By referring to himself as “the 1%” he likely turned off plenty of people, but he was inspired to spend some of his fortune to push society in a more communal direction. One year at the desert festival, he had occasion to make up — sort of — with the Winklevoss brothers (“There, we were all part of the same community," he writes. "We were always part of the same community.”).
Moskovitz says his Burning Man experiences led him to found Good Ventures, which supports malaria eradication and marriage equality, among other causes.
Worth: $20.7 billion (Forbes, 2017)
Most billionaires, save for the young heirs and tech founders, have children who will presumably end up with their parents’ vast fortunes, or some cash at least. Not so with Paul Allen, the co-founder of Microsoft.
Instead, Allen’s money has gone to a billionaire’s lifestyle of fancy yachts and lavish parties while also contributing heaps of cash to charitable causes like medical research and environmental sustainability.
He also owns sports teams (Seattle Seahawks, Portland Trailblazers), and he might even have a solid gold toilet or two. We certainly would.
Worth: $3.9 billion (Forbes, 2017)
It’s true, God is a billionaire. And he’s also only 45.
God Nisanov made his money in real estate, and he does have a few odd developments to his credit. For instance, Nisanov and his partners own a giant wholesale food distribution center in Moscow that somehow resembles Paris, Madrid, Berlin, and Mexico City all at the same time, according to Forbes.

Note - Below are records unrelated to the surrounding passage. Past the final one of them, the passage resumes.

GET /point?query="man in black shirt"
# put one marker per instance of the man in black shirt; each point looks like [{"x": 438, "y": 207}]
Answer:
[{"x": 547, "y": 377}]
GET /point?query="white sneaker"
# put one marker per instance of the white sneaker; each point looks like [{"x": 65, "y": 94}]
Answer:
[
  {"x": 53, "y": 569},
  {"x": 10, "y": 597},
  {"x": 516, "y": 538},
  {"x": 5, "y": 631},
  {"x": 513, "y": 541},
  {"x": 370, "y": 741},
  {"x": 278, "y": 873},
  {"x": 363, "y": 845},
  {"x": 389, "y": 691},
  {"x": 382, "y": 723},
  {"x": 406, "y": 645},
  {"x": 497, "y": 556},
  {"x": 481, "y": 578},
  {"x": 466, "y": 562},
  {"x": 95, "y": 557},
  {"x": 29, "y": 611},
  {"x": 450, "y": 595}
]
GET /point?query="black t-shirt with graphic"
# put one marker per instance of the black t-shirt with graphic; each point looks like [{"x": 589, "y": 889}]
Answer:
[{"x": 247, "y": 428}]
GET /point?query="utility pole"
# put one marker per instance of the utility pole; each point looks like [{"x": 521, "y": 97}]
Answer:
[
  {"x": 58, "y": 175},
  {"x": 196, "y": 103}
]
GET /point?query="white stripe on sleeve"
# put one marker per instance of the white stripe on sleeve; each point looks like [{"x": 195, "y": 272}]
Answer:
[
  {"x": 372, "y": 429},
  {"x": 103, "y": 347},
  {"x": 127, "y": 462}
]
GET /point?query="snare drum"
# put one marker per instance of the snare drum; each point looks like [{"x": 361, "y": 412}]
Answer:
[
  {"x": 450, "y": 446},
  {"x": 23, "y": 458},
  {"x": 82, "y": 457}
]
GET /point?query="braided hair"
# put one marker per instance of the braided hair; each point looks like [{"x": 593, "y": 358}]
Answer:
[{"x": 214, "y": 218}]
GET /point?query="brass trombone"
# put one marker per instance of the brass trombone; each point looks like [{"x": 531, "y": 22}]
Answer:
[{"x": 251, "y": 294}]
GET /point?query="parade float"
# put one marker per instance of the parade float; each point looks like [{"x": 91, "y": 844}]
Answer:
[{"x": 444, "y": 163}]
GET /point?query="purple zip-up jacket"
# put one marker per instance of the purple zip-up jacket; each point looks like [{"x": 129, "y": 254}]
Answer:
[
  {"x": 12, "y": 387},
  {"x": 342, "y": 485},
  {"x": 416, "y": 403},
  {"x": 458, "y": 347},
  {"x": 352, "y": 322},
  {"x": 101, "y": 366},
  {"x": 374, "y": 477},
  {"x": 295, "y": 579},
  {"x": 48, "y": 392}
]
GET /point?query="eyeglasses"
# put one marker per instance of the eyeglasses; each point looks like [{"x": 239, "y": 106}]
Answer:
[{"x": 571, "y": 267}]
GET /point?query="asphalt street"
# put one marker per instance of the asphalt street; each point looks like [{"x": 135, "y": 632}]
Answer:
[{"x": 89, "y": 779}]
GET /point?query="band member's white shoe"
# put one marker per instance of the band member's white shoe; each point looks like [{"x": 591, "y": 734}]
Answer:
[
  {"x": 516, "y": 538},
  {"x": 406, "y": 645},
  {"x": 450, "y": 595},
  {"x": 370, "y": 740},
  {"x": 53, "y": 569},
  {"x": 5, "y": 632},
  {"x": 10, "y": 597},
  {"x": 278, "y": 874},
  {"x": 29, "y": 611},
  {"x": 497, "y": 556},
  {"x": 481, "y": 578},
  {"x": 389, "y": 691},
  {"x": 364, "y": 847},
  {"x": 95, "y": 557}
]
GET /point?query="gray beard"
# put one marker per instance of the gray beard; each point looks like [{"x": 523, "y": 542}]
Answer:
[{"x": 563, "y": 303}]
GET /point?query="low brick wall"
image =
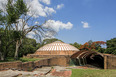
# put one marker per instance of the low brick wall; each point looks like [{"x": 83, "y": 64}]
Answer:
[
  {"x": 43, "y": 56},
  {"x": 109, "y": 61},
  {"x": 28, "y": 66}
]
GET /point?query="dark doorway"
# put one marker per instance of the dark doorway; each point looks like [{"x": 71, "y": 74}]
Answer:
[{"x": 95, "y": 60}]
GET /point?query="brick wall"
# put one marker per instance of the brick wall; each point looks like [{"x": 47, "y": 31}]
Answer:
[
  {"x": 28, "y": 66},
  {"x": 109, "y": 61}
]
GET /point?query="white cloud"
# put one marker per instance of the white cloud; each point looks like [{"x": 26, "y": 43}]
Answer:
[
  {"x": 57, "y": 25},
  {"x": 46, "y": 1},
  {"x": 37, "y": 9},
  {"x": 85, "y": 24},
  {"x": 49, "y": 10},
  {"x": 60, "y": 6},
  {"x": 2, "y": 4}
]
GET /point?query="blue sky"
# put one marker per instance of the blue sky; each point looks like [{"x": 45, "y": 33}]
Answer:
[
  {"x": 75, "y": 20},
  {"x": 99, "y": 14}
]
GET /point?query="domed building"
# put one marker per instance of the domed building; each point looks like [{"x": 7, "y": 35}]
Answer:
[{"x": 57, "y": 48}]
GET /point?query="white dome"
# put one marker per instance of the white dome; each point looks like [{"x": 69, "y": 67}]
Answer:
[{"x": 58, "y": 46}]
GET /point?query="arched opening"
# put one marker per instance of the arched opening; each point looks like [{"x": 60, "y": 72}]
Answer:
[{"x": 88, "y": 57}]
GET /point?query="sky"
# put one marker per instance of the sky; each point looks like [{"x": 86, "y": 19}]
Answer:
[
  {"x": 76, "y": 20},
  {"x": 92, "y": 20}
]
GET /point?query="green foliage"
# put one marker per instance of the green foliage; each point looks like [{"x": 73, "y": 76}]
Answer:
[
  {"x": 93, "y": 73},
  {"x": 15, "y": 10},
  {"x": 29, "y": 59},
  {"x": 111, "y": 46}
]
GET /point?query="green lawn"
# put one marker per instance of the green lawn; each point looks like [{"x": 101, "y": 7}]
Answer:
[
  {"x": 93, "y": 73},
  {"x": 21, "y": 59}
]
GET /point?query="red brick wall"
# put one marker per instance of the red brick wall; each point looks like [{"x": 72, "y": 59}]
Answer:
[{"x": 27, "y": 66}]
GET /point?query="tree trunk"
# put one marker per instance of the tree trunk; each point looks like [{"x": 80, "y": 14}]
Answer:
[{"x": 18, "y": 43}]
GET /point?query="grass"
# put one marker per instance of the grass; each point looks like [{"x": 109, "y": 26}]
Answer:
[
  {"x": 21, "y": 59},
  {"x": 93, "y": 73}
]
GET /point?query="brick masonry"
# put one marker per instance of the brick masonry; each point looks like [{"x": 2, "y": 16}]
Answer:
[
  {"x": 109, "y": 61},
  {"x": 28, "y": 66}
]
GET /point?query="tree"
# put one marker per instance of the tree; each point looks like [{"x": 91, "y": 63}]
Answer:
[
  {"x": 22, "y": 23},
  {"x": 111, "y": 46}
]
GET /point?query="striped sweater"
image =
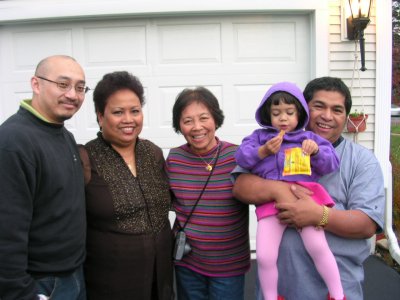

He also has an aquarium in Moscow, called Moskvarium, that is Europe’s largest and even allows visitors to swim with dolphins.
Not much else is known about God, which seems fitting for a man with that name.
Worth: $1.82 billion (Forbes, 2017)
Once dubbed “the homeless billionaire,” Nicolas Berggruen could be considered odd based on that title alone. He spent years without a permanent residence, living a nomadic yet ritzy life out of posh hotels and his private jet. But there’s so much more to this German-American dual citizen.
Berggruen has always had grand ideas about how society should operate, having penned at age 15 a constitution for a working utopian society. He is the son of renowned art collector Heinz Berggruen, a close friend of Picasso and a onetime lover of Freida Kahlo. He’s known to travel with only his phone and a few clothing items, leaving other clothes at his favorite hotels for his return visits. In 2016, he announced a $500 million grant for the Berggruen Institute think tank in Los Angeles.
He’s also somewhat obsessed with California as an economic and cultural powerhouse, having poured millions into the Think Long Committee that aims to repair the state’s broken governance system.
And he likes to throw pre-Oscars A-list parties at L.A.’s Chateau Marmont, which is actually the least odd thing Berggruen is known for.